El yacimiento forma parte del Itinerario Visigodo de Cataluña, una ruta turística impulsada por la Generalitat y el Ayuntamiento de Roses. Desde 2024, se han instalado paneles interpretativos bilingües y una aplicación móvil con realidad aumentada. El acceso es gratuito y adaptado para personas con movilidad reducida en su zona principal.
Impacto económico y sostenibilidad
Según datos del Institut d’Estadística de Catalunya (2025), el turismo cultural en el Empordà creció un 18,3 % respecto a 2023. El Puig Rom contribuye directamente a este aumento, especialmente entre viajeros de 35 a 55 años interesados en historia y naturaleza. Su gestión sigue el marco del Plan Estratégico de Patrimonio Cultural 2023–2030, que exige equilibrio entre divulgación, conservación y rentabilidad local.
¿Qué marco legal protege el yacimiento hoy?

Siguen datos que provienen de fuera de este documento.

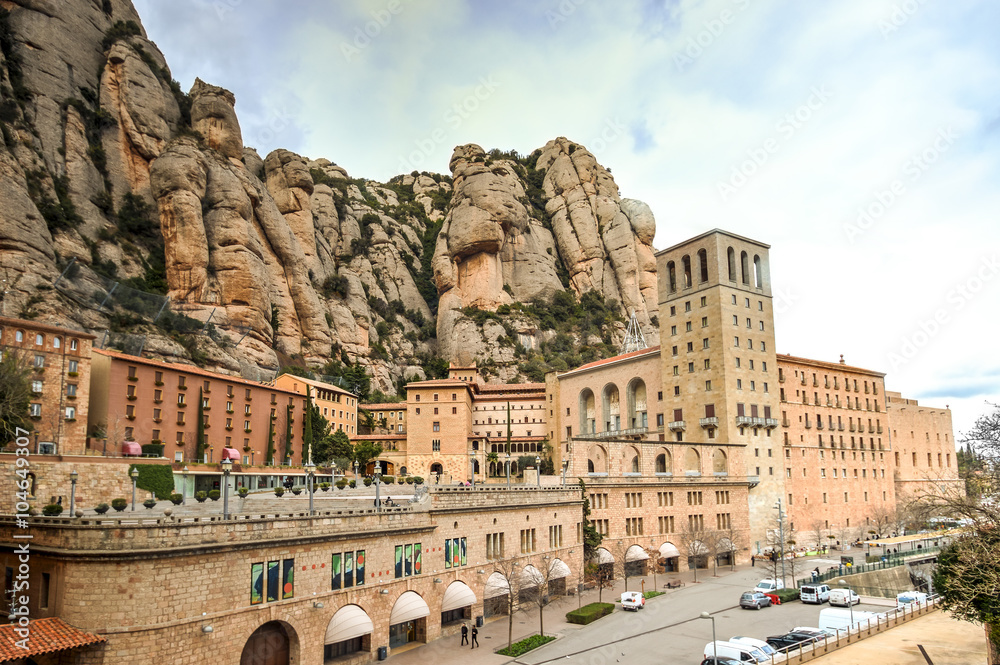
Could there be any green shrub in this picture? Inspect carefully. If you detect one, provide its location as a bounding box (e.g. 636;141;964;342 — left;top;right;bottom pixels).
142;443;163;456
128;462;174;500
566;603;615;626
497;635;556;657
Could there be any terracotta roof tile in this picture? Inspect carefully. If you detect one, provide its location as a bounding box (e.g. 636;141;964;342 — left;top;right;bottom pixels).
0;617;107;663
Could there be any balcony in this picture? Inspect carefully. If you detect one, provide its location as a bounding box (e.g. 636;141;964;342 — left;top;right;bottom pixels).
589;427;649;439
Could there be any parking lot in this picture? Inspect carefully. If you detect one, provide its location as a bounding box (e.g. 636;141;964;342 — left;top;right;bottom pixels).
518;568;888;665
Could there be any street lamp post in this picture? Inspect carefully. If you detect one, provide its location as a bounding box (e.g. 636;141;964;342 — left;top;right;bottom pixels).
777;499;785;585
469;450;476;489
69;469;80;517
837;579;854;635
700;612;719;663
222;457;233;520
131;466;139;513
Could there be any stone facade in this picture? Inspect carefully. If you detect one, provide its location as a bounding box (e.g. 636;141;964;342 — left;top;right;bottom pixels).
0;488;583;665
0;317;94;455
274;374;358;436
90;349;306;466
886;391;962;501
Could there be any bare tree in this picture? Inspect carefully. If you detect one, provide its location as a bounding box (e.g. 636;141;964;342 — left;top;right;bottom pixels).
486;558;524;647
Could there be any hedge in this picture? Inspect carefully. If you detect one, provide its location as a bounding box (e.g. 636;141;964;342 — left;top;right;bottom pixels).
566;603;615;626
497;635;556;657
128;464;174;500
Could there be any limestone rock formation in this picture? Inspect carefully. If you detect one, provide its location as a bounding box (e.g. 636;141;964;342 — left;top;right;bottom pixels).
0;0;656;392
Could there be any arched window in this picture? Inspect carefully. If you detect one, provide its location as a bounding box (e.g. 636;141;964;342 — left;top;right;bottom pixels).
712;448;729;476
684;448;701;476
601;383;622;432
580;388;597;434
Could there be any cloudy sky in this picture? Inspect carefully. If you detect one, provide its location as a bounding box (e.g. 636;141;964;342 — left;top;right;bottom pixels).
135;0;1000;434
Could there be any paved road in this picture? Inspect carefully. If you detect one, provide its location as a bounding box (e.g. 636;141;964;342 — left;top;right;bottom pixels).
517;569;886;665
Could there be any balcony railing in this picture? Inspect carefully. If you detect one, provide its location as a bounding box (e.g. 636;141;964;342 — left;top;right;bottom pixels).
587;427;649;439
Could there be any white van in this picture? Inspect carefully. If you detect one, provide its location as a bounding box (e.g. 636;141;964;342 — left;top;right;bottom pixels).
896;591;927;610
829;589;861;607
705;640;770;663
819;607;879;631
753;579;785;593
729;635;778;658
799;584;831;605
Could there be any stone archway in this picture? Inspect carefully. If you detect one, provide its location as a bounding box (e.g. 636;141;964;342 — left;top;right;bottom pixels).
240;621;298;665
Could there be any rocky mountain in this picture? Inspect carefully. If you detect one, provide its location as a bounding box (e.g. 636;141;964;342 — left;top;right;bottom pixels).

El castrum del Puig Rom está declarado Bien de Interés Cultural (BIC) desde 2001, bajo la categoría de yacimiento arqueológico. Su protección se rige por la Ley 9/1993 del Patrimonio Cultural Catalán, actualizada por el Decreto 127/2022. Cualquier intervención requiere autorización previa de la Direcció General del Patrimoni. Además, forma parte del Pla d’Ordenació Urbanística Municipal (POUM) de Roses, que limita la edificación en un radio de 500 metros.
Datos Clave
- Altura del Puig Rom: 225 metros sobre el nivel del mar.
- Periodo de ocupación: segunda mitad del siglo VII a principios del siglo VIII.
- Tipo de asentamiento: castrum visigodo costero, excepcional en la península.
- Hallazgos clave: monedas romanas, piezas bizantinas y estructura urbana definida.
- Protección legal: Bien de Interés Cultural (BIC) desde 2001.
- Acceso: gratuito y adaptado, con recursos interpretativos digitales desde 2024.
El Puig Rom no es solo un mirador. Es un testimonio vivo de la transición entre la Antigüedad Tardía y la Alta Edad Media en el Mediterráneo occidental. Su valor radica en la conjunción única de geografía estratégica, arquitectura defensiva y continuidad cultural. Hoy, su conservación y difusión responden a una demanda creciente de turismo con sentido histórico y responsabilidad ambiental.